NM000229: eeg dataset, 29 subjects#
Gwilliams et al. 2023 — Introducing MEG-MASC: a high-quality magneto-encephalography dataset for evaluating natural speech processing
Access recordings and metadata through EEGDash.
Citation: Laura Gwilliams, Graham Flick, Alec Marantz, Liina Pylkkänen, David Poeppel, Jean-Rémi King (2019). Gwilliams et al. 2023 — Introducing MEG-MASC: a high-quality magneto-encephalography dataset for evaluating natural speech processing. 10.1038/s41597-023-02752-5
Modality: eeg Subjects: 29 Recordings: 1360 License: CC0 Source: nemar
Metadata: Complete (100%)
Quickstart#
Install
pip install eegdash
Access the data
from eegdash.dataset import NM000229
dataset = NM000229(cache_dir="./data")
# Get the raw object of the first recording
raw = dataset.datasets[0].raw
print(raw.info)
Filter by subject
dataset = NM000229(cache_dir="./data", subject="01")
Advanced query
dataset = NM000229(
cache_dir="./data",
query={"subject": {"$in": ["01", "02"]}},
)
Iterate recordings
for rec in dataset:
print(rec.subject, rec.raw.info['sfreq'])
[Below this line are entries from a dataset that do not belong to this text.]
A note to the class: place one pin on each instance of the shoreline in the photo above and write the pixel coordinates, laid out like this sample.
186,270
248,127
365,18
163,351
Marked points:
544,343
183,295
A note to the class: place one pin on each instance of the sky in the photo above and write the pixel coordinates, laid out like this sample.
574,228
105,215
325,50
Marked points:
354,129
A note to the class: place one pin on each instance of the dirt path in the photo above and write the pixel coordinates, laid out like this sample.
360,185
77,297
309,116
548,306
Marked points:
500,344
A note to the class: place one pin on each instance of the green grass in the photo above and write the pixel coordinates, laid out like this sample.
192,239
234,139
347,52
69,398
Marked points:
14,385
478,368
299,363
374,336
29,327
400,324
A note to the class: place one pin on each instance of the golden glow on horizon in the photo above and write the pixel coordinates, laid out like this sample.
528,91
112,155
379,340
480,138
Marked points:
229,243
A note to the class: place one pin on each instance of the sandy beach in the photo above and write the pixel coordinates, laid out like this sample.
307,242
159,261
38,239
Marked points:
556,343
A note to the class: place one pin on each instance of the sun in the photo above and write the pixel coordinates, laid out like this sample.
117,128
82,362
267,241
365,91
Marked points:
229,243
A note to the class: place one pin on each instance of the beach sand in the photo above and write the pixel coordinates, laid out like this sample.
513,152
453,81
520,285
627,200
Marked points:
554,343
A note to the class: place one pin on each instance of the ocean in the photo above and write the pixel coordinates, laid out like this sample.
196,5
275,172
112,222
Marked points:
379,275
If you use this dataset in your research, please cite the original authors.
BibTeX
@dataset{nm000229,
title = {Gwilliams et al. 2023 — Introducing MEG-MASC: a high-quality magneto-encephalography dataset for evaluating natural speech processing},
author = {Laura Gwilliams and Graham Flick and Alec Marantz and Liina Pylkkänen and David Poeppel and Jean-Rémi King},
doi = {10.1038/s41597-023-02752-5},
url = {https://doi.org/10.1038/s41597-023-02752-5},
}
About This Dataset#
MEG-MASC: a high-quality magneto-encephalography dataset for evaluating natural speech processing.
Laura Gwilliams, Graham Flick, Alec Marantz, Liina Pylkkänen, David Poeppel, Jean-Rémi King
View full README
MEG-MASC: a high-quality magneto-encephalography dataset for evaluating natural speech processing.
Laura Gwilliams, Graham Flick, Alec Marantz, Liina Pylkkänen, David Poeppel, Jean-Rémi King
Abstract
The “MEG-MASC” dataset provides a curated set of raw magnetoencephalography (MEG) recordings of 27 English speakers who listened to two hours of naturalistic stories. Each participant performed two identical sessions, involving listening to four fictional stories from the Manually Annotated Sub-Corpus (MASC) intermixed with random word lists and comprehension questions. We time-stamp the onset and offset of each word and phoneme in the metadata of the recording, and organize the dataset according to the ‘Brain Imaging Data Structure’ (BIDS). This data collection provides a suitable benchmark to large-scale encoding and decoding analyses of temporally-resolved brain responses to speech. We provide the Python code to replicate several validations analyses of the MEG evoked related fields such as the temporal decoding of phonetic features and word frequency. All code and MEG, audio and text data are publicly available to keep with best practices in transparent and reproducible research.
Please cite
- @article{gwilliams2022neural,
title={Neural dynamics of phoneme sequences reveal position-invariant code for content and order}, author={Gwilliams, Laura and King, Jean-Remi and Marantz, Alec and Poeppel, David}, journal={Nature Communications}, volume={13}, number={1}, pages={1–14}, year={2022}, publisher={Nature Publishing Group}
}
Task organisation
- Each subject listened to four unique stories:
task-0 : ‘lw1’,
task-1 : ‘cable_spool_fort’,
task-2 : ‘easy_money’,
task-3 : ‘The_Black_Widow’
Stories were presented in a different order to each participant:
participant_id : task_order sub-01 : [0, 1, 2, 3] sub-02 : [0, 1, 3, 2] sub-03 : [0, 2, 3, 1] sub-04 : [3, 0, 1, 2] sub-05 : [2, 3, 1, 0] sub-06 : [0, 2, 1, 3] sub-07 : [0, 3, 1, 2] sub-08 : [3, 1, 0, 2] sub-09 : [2, 1, 3, 0] sub-10 : [1, 2, 3, 0] sub-11 : [1, 3, 2, 0] sub-12 : [2, 0, 3, 1] sub-13 : [1, 3, 0, 2] sub-14 : [1, 0, 3, 2] sub-15 : [2, 1, 0, 3] sub-16 : [3, 0, 2, 1] sub-17 : [1, 2, 3, 0] sub-18 : [2, 0, 1, 3] sub-19 : [0, 3, 2, 1] sub-20 : [2, 3, 0, 1] sub-21 : [1, 2, 3, 0] sub-22 : [1, 0, 2, 3] sub-23 : [0, 2, 3, 1] sub-24 : [3, 1, 2, 0] sub-25 : [0, 1, 3, 2] sub-26 : [3, 1, 0, 2] sub-27 : [1, 2, 3, 0]
Stimulus timestamps
The timing of each phoneme and each word is provided in each sub-*_ses-*_task-*_events.tsv file, for each subject, session and task. The timing links the MEG recording to the relevant speech moments of that story.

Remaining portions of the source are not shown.